# What to buy?



## tommadbees (Feb 15, 2014)

We are awaiting our puppy, Henry a chocolate Cockapoo on 28th February, and wondered what things I will need to buy now for him. I have a crate and vet bed, but with regard to toys, treats, etc I am not sure what is needed now and what can wait. We have already booked a local dog trainer, who will come and do a home visit on the day to speak to adults and kids on do's and dont's, but it is more what I need to get before hand and if anyone has advise on bringing home a new puppy, it will be gratefully received.


----------



## Tinman (Apr 23, 2013)

Good quality kitchen roll and a spray! 
You can take puppy to pets at home (carrying at all times) and go with the children to choose toys, it will be good socialising for Henry.
Can't wait to see pictures x


----------



## fairlie (Sep 7, 2013)

tommadbees said:


> We have already booked a local dog trainer, who will come and do a home visit on the day to speak to adults and kids on do's and dont's


Brilliant, brilliant, brillliant. I take my hat off to you! An ounce of prevention is worth tons of cure! 
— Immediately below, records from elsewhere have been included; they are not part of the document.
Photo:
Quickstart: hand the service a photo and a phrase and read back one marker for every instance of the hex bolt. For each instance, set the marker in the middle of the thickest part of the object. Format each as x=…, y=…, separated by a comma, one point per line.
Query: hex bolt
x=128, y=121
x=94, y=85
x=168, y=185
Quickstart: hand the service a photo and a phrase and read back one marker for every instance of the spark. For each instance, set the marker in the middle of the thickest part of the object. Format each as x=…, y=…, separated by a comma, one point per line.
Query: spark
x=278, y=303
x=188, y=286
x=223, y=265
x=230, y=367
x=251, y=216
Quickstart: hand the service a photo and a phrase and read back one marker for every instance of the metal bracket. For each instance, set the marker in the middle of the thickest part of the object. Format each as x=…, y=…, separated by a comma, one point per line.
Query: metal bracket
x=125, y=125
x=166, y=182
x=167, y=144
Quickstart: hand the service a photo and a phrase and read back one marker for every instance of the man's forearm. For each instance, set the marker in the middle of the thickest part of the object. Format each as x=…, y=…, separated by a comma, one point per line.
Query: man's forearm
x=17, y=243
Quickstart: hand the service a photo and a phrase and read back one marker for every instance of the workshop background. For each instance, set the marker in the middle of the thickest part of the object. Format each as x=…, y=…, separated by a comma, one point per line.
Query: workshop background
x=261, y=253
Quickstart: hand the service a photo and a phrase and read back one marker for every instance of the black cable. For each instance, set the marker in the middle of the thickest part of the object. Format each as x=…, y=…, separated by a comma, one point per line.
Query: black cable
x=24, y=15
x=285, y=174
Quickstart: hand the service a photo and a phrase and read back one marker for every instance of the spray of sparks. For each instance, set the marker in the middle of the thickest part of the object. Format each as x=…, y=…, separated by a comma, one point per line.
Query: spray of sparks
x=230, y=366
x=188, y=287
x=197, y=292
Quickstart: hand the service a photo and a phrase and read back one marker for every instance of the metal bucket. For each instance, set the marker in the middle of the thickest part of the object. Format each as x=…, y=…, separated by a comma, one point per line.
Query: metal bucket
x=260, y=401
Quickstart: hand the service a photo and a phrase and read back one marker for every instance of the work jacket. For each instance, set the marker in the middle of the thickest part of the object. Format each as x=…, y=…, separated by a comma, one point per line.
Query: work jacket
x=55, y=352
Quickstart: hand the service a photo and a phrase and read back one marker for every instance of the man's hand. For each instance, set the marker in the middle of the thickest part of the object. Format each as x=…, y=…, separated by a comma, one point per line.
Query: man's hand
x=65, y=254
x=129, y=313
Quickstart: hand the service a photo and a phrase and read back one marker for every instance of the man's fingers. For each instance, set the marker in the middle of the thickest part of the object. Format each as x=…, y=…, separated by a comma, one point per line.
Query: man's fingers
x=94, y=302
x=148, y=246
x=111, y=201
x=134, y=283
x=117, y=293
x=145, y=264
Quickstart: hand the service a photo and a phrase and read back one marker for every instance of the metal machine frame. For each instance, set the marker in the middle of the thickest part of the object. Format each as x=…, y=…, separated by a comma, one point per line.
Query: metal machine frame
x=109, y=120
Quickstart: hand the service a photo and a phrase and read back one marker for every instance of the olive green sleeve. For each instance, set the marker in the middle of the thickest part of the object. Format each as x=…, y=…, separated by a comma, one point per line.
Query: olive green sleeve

What a lucky puppy to come home to a family who thinks ahead like this!


----------



## wishbone (Jul 12, 2013)

Congratulations, you seemed had all what you pup needs. My cousin also brought home her first ever sheltie pup Maggie and she's so precious. Being a working student, this puppy package is what she got: http://www.petstreetmall.com/Puppy-Package/3253.html
Also she got another plush toy and dental products to start the habit at her young age. Collar and ID tag are essentials to!


----------



## Lindor (Feb 3, 2014)

Don't forget to buy some nail cutters. When Skipper was a puppy, I did his nails once a week. They grow fast when they are young. If you are not sure how much nail to cut off, you could get your vet to show you how.


----------